For quarter sawn lumber on my band mill this is what I found:

1)	Logs under 20” live saw and then edge. It saves me some of the log and addresses the sap wood. This is slow….
2)	Logs over 20” I do like Wood shop says and quarter the log. The last two boards will usually be rift.
3)	Most of the time I cut to grade. This way you can look at the cant and decide what to do.

There is no way to get around the log handling on the mill if you are quarter sawing. I recently witnessed heated discussion on rift mixed in with quarter that opened my eyes. Good luck.


----------



## johncinco (Nov 2, 2007)

see if I can attach a pic. Theres really no "easy" way to do it. Your turning and holding a log one way or another. The second one I think is the easiest, and ut still is considerd "quarter" at less than xx degrees of the rings.


----------



## woodshop (Nov 2, 2007)

Thanks for those pics of quartersawing... explains things much better.
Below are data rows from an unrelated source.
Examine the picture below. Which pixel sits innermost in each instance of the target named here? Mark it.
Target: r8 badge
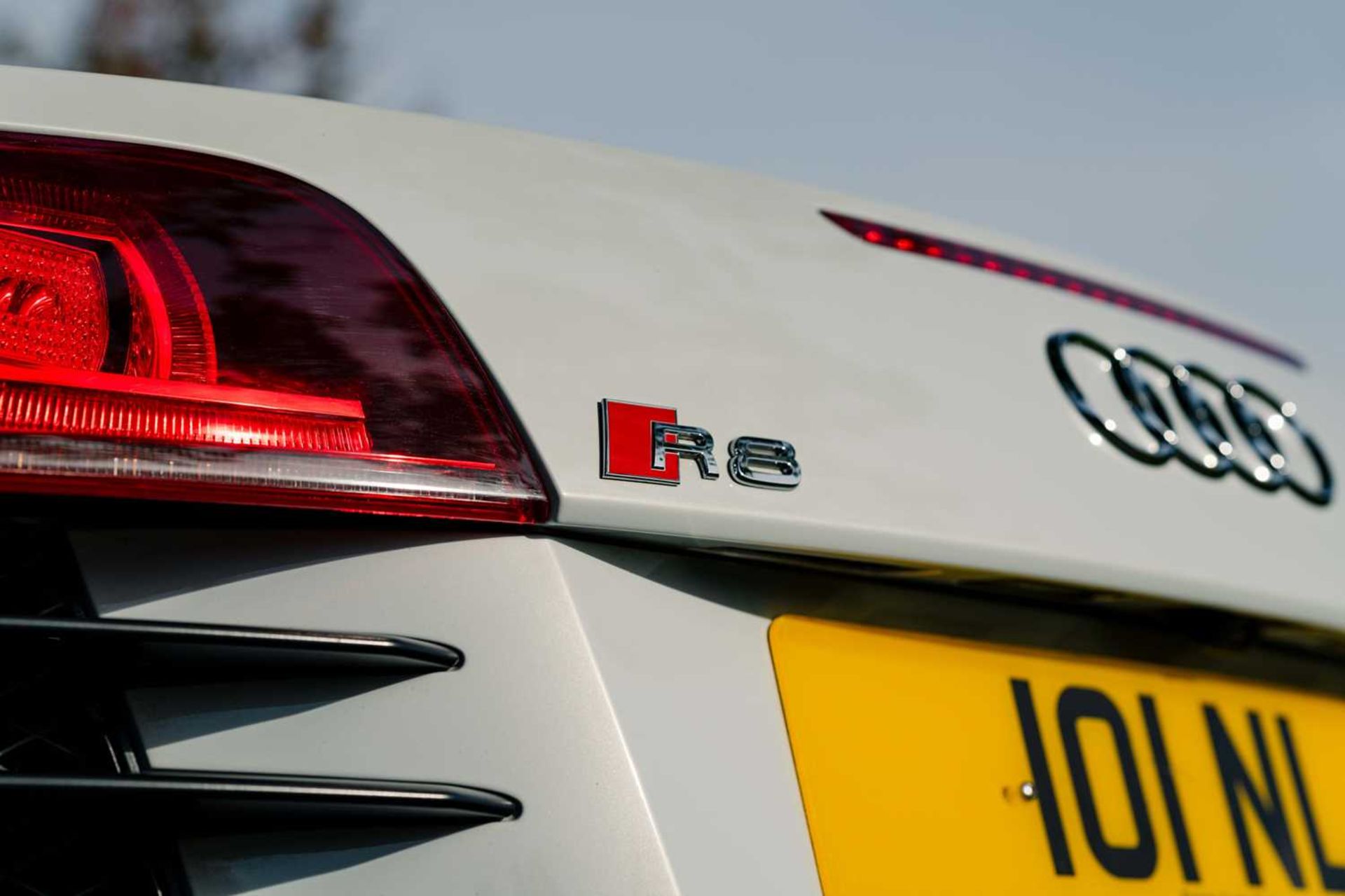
(644, 443)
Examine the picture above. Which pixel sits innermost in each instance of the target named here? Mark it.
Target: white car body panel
(624, 693)
(927, 422)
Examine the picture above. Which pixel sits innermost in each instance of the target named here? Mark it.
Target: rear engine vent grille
(84, 814)
(49, 726)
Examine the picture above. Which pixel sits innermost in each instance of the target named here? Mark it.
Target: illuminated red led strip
(1084, 288)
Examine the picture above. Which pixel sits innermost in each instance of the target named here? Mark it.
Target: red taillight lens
(181, 326)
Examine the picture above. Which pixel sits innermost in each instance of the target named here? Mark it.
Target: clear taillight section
(187, 327)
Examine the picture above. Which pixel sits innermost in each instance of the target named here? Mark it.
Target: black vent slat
(85, 814)
(214, 799)
(143, 652)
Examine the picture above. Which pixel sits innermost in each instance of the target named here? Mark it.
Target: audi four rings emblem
(1210, 450)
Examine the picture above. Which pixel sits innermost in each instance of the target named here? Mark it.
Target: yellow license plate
(937, 766)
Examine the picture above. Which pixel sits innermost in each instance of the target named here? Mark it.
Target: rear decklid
(918, 393)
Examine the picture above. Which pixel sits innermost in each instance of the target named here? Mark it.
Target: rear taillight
(187, 327)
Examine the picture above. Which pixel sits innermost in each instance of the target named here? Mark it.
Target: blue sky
(1197, 143)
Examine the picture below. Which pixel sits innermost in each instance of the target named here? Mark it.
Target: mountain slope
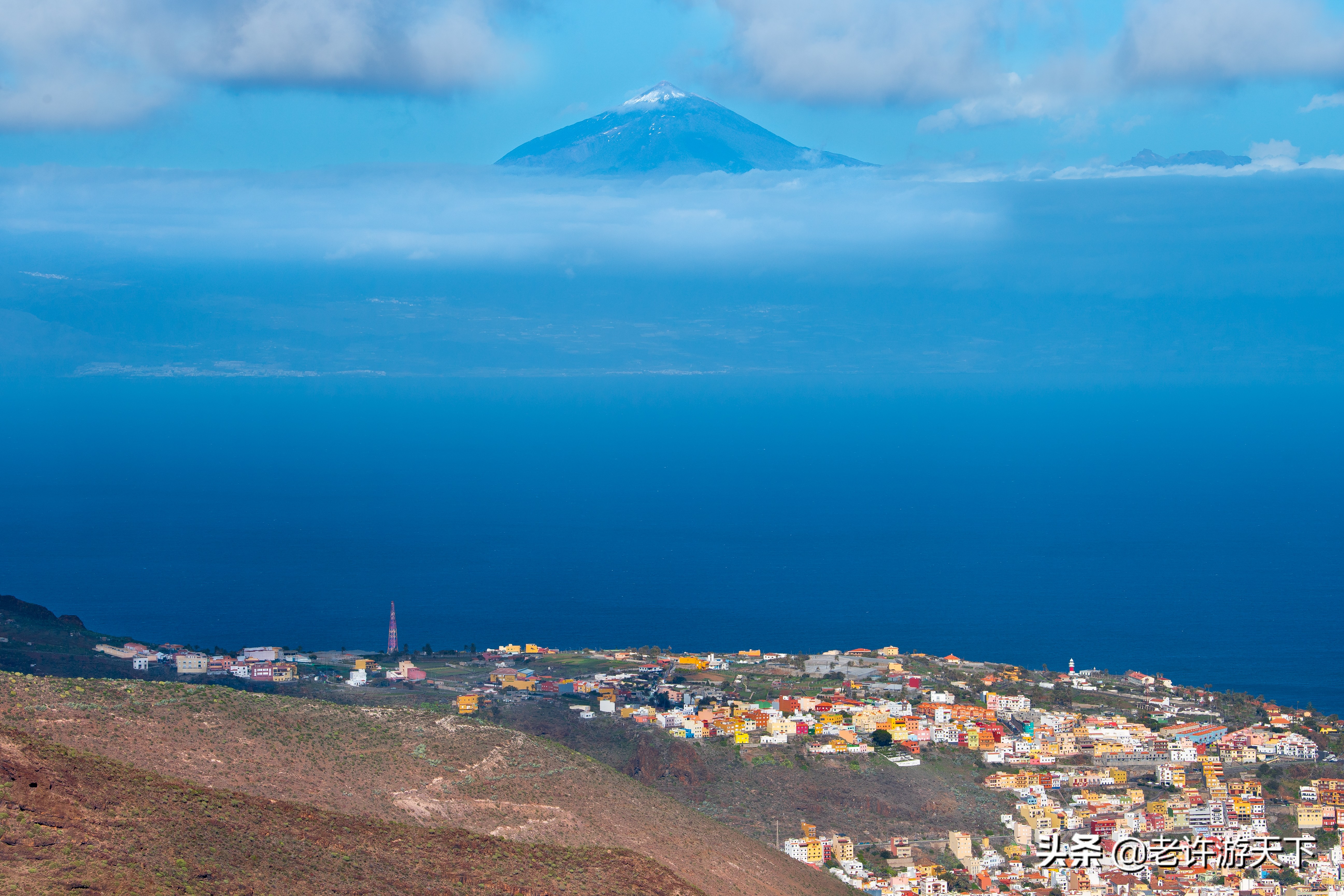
(398, 765)
(670, 132)
(77, 821)
(1217, 158)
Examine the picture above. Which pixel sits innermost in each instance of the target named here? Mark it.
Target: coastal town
(1163, 770)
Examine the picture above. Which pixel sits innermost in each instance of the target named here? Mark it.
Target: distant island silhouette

In the pic below, the quarter labeled Radial quarter sawing is true quartersawing, which obviously wastes the most of your log and would be a REAL pain in the butt to do, but hey, it you want every board pure quartersawn, thats the ticket. 

I usually end up doing either what they call Triple quartersawing or Alternate quartersawing in the pic. Both of them involve turning the quarter back and forth, time consuming, but a lot easier than Radial quartersawing. If you are sawing on a set of horses, easier than the fourth way, what they are calling Common quartersawing in the pic. 

Keep in mind also that some species really don't look all that appealing quartersawn. Unless you are looking for more stability and less shrinkage, which quartersawn lumber gives, only certain species like oak, maple and sycamore really give you that beautiful distinctive ray fleck figure quartersawing can produce.


----------



## poleframer (Nov 2, 2007)

My situation has more to do with the size of the logs I come up with, most I just slab in the mill, some need trimmed to fit. I mentioned in another thread that I'm thinking of changing my carridge to 30" from 24".
On a 42" piece I had, I cut (freehanded) a 1/3 off, and halved the ramaining 2/3. Might need more than a 32" bar at some point!, but made me think about "thirding" a log with a setup like a haddon lumbermaker, slice to center,roll 1/3 and again. then stand on edge in the mill and slab like "common quartersawing" at the left of the diagram. 
I know it sounds odd, but for me a big part of milling is dealing with chunks of wood that I'm not professionally set up to handle (tho my little tractor helps).
Whaddya Think?


----------



## johncinco (Nov 6, 2007)

You can weld up, or even make out of wood a jig to hold those pieces once they are quartered at the angle you want to cut at. Then you just run the saw like your flat sawing, bam bam bam, you got lots of Q sawn wood. If you want to spin the log as you make cuts, your going to have a lot to put through the planer and its a lot of work. 

I use the 2nd method a lot. Set up the log, make 1 pass to cut a flat spot. Drop to the 1st 3rd through the log and make a pass. Set that cant aside. drop to the last 3rd and make a pass. Set that cant aside, which is the middle of the log. Drop down and cut the last part off to make the other flat side. Set that aside. Bring back cant #2 and cut out the center with 2 cuts. Now set all 4 cants back onto the mill, and cut all 4, quartersawing all, to the same thickness. A lot less moving pieces around and rolling a log round and round. Even with a tractor, that a lot of work setting up and moving wood around.


----------



## curdy (Nov 7, 2007)

These may also help some.


----------



## redprospector (Nov 7, 2007)

Good stuff guy's!
I just wish I had something around here that was worth quartersawing.

Andy


----------



## timhar (Nov 7, 2007)

curdy said:


> These may also help some,
> Attached Images qsawmethod1.pdf (359.8 KB, 33 views)
> qsawmethod2.pdf (319.1 KB, 9 views)
> qsawmethod3.pdf (498.7 KB, 9 views)


 
IMO, you should at least give Scott some acknowledgement for his work rather than just hi-jacking it.
http://www.scottbanbury.com/sawingmethods.html


----------



## curdy (Nov 8, 2007)

timhar said:


> IMO, you should at least give Scott some acknowledgement for his work rather than just hi-jacking it.
> http://www.scottbanbury.com/sawingmethods.html



Uh, you mean like his company name that's at the bottom of each page? Geez, IMO you should think a little before making such statements.


----------



## Husky137 (Nov 8, 2007)

Some people can't scroll to the bottom of the page.


----------